How much lumpsum we should have in our nest egg in the year 2035 to generate the cashflow mentioned in the last paragraph? FNCE 101 says,
PVA ($18,114, 4/12%, 360) = $18,114*[1 - (1 + 0.04/12)^(-360)] / (0.04/12)
This comes to $3, 622, 003. (Already mentioned that in retirement, we will have an investment that returns 4/12% every month (not the same as 4% every year) and we need that cashflow for 30 years which is 360 months.

Next question is how much one needs to invest to get $3,662,003 in the year 2035. If you start now (with no savings until now), you have 30 years with you. We can also assume that our money grows at 8% YoY in that period. So, to find out how much monthly investment we need to make @ 8% return for 30 years to get $3,662,003 in 2035, FNCE 101 again says

FVA (A, 8/12%, 360) = $3, 662, 003.

In other words,

A [ (1 + .08/12)^360 - 1 ] / (0.08/12) = $3, 662, 003
Solving for A, we get A = $2428 per month. So, we need to invest $2428 per month @ 8% rate for 30 years to reach our goal. This seems like an uphill task. Agreed, that we took the most conservative approach (i.e., no social security etc.,). Also, we have not accounted for the tax benefits in 401(K). So this investment of $2428 per month pretax comes to around $2000 effective money per month.

But the point I am trying to make is if you delay your start, the task is going to be phenomenally uphill. For instance if you start only in

2010, then the pretax monthly investment that is required to meet the objective is $3806 (Solve the same equation with 300 instead of 360).

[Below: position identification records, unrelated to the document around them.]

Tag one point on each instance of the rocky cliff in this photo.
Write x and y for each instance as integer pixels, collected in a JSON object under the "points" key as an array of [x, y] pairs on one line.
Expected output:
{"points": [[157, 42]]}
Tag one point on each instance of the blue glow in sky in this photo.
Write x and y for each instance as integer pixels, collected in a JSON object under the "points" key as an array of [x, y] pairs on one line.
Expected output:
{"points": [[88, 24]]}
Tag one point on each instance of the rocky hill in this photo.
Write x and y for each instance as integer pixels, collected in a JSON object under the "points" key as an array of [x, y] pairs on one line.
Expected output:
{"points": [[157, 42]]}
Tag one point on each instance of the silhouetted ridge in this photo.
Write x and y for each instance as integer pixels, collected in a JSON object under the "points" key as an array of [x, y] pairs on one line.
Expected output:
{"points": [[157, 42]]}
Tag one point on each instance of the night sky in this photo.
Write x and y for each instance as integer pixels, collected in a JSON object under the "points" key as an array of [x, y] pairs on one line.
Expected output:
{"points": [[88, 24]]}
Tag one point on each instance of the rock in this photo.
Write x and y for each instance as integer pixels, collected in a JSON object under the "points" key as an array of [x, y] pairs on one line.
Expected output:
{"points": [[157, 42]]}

2015, then the pretax monthly investment that is required to meet the objective is $6146

2025 then the pretax monthly investment that is required to meet the objective is $19793.

and you are losing on all the tax benefits for so many years. What are you still waiting for ? Follow the pointers in the ppt and learn more about retirement today.

Peace out
Yours truly.


At 8:58 PM, Blogger Gaurav said...

Nice one sai. I think this is what I like to calculate the first thing. How did you get that formula? Can you point me to more details?

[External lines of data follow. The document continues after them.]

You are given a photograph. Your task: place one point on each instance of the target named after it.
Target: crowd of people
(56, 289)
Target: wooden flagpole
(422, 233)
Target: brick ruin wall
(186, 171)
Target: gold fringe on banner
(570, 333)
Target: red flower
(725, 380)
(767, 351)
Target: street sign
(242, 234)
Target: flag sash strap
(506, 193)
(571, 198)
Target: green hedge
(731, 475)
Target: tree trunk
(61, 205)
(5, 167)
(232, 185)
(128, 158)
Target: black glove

At 2:24 PM, Blogger Sai G said...

I will tell more about it when we meet @ Pradnya's party :) But it involves very simple annuity calculation (summation of geometric series).

One thing which i didnt mention explicitly is that I have assumed 4% real interest rate after retirement and 8% nominal interest rate before retirement.


At 4:12 PM, Blogger Gaurav said...

4% real interest rates are i believe achievable by inflation protected bonds. I am not sure how safe they are and whether they are govt. backed. 8% nominal annual rate of return is also achievable by just indexing. Depending on how many risky/smart investments you make personally apart from this, that rate can either go higher or lower. But, if you can make sure to not loose more money than you invest in those stocks/funds, then your 8% return from indexing is guaranteed.